Si les continents ont contribué à façonner la vie terrestre, les mécanismes responsables de leur émergence demeurent relativement obscurs. De récentes expériences en laboratoire ont remis en question une hypothèse majeure.
La cristallisation du grenat
On estime que les continents se trouvent le plus souvent au-dessus du niveau de la mer en raison des concentrations plus faibles en fer et de l’oxydation plus importante de la croûte continentale par rapport à la croûte océanique. Ce qui rend la première citée moins dense et lui permet de « flotter » sur le manteau terrestre. Cependant, les raisons d’une telle différence de composition restent assez mal comprises.
Des recherches publiées il y a cinq ans avaient proposé la cristallisation du grenat observée au niveau des volcans de l’arc continental (où la croûte océanique s’enfonce sous la croûte continentale) comme mécanisme crucial. Selon leurs auteurs, un tel processus éliminait d’un seul coup le fer non oxydé du magma de la croûte continentale, se révélant par conséquent plus pauvre en cet élément et plus riche en minéraux oxydés.

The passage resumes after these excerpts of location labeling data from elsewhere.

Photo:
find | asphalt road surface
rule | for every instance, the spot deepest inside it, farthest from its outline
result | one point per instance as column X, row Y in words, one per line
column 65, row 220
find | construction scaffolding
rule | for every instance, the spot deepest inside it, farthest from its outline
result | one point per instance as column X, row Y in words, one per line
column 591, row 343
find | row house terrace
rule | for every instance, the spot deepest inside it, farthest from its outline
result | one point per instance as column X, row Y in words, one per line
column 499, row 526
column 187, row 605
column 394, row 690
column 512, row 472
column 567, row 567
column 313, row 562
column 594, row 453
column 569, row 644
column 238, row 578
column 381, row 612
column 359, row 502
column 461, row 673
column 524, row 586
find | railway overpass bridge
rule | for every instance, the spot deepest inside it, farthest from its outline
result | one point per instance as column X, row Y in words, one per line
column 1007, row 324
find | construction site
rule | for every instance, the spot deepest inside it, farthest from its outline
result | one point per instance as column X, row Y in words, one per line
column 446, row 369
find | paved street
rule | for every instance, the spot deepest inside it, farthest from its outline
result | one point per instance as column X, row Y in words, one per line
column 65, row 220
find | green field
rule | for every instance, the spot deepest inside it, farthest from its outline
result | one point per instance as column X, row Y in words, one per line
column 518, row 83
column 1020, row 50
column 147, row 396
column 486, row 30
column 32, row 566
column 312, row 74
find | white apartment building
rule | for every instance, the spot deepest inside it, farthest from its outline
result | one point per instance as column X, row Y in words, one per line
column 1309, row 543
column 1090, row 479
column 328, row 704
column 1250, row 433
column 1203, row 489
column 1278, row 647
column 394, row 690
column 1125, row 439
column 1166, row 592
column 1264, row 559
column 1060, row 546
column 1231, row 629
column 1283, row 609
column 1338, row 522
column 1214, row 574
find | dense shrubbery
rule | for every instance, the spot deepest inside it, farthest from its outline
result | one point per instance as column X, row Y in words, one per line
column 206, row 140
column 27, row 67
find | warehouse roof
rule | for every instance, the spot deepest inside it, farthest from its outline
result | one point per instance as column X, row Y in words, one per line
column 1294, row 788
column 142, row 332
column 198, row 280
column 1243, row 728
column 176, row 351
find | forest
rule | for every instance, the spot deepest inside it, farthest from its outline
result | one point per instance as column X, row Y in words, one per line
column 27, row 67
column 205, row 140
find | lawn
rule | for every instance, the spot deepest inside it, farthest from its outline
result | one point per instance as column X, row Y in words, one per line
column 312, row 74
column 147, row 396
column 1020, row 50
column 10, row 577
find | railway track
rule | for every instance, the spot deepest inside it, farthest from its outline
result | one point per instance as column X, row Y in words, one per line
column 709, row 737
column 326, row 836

Si cett explication avait été jugée convaincante, certains scientifiques y voyaient des limites potentielles qu’il convenait de tester. « Des pressions élevées sont nécessaires pour que le magma soit stable, et on trouve ce magma pauvre en fer dans des endroits où la croûte n’est pas très épaisse et la pression par extension faible », souligne Elizabeth Cottrell.
Dans le cadre de travaux publiés dans la revue Science, la géologue américaine et ses collègues ont créé du grenat en laboratoire, en plaçant des roches fondues dans des cylindres spéciaux capables de simuler des pressions et températures correspondantes. L’examen des concentrations de fer non oxydé des pierres obtenues a montré que celles-ci étaient bien trop faibles pour expliquer la composition de la croûte continentale.
Une explication « extrêmement improbable »
« Ces résultats font du modèle de cristallisation des grenats une explication extrêmement improbable de l’oxydation et de l’appauvrissement en fer des magmas des volcans d’arc continentaux », souligne Cottrell. « Il est plus probable que les conditions dans le manteau terrestre situé sous la croûte continentale soient à l’origine de ces phénomènes. »
Pour l’équipe, la prochaine étape consistera notamment à déterminer si l’oxydation du soufre pourrait entraîner celle du fer, et donc expliquer les différences de composition entre les croûtes continentale et océanique.